To ensure food safety, the FDA recommends the following as minimum internal cooking temperatures:

  • Steak and Pork 145° F (rest cooked meat, 3 minutes) |
  • Seafood 145° F |
  • Chicken 165° F |
  • Ground Beef 160° F |
  • Ground Turkey 165° F |
  • Ground Pork 160° F
  1. 1

    Prep the Vegetables

    Slice the lime in half. Thinly slice the green onions and red chili on a bias. Roughly chop the fresh cilantro. Cut the tofu into 1-inch pieces.

  2. 2

    Cook the Vermicelli

    Bring 3-4 quarts of water to a boil. Add the noodles and boil for 4-5 minutes or until tender, stirring occasionally. Drain and rinse under cold water to stop the cooking process. Reserve.

  3. 3

    Make the Sauce

    Place the sesame oil, soy sauce, ½ the green onion, lime juice, curry powder, and Sriracha (add a small amount at a time - it's spicy!) in a large mixing bowl. Whisk ingredients together to incorporate. Add the cooked and cooled noodles to the bowl and let marinate for 5 minutes before cooking.

  4. 4

    Heat the Noodles

    Heat a large sauté pan over low-medium heat. Place the marinated noodles and tofu in the pan.

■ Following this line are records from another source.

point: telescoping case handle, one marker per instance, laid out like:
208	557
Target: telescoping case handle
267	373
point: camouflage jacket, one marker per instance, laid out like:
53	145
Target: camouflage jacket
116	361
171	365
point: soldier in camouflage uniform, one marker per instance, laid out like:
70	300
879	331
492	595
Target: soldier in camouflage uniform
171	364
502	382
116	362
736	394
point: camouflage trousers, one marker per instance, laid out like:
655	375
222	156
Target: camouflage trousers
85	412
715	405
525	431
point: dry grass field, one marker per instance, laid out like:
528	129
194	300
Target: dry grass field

Heat stirring continuously till warm. Add a small amount of water if the noodles seem dry.

  5. 5

    Plate the Dish

    Place noodles in a shallow bowl or plate, twirling the noodles upward to give them some height. Garnish with chopped cilantro, shredded cabbage, carrot, corn, green onions, and red chili (if you like it hot). This dish is also fantastic served cold the next day.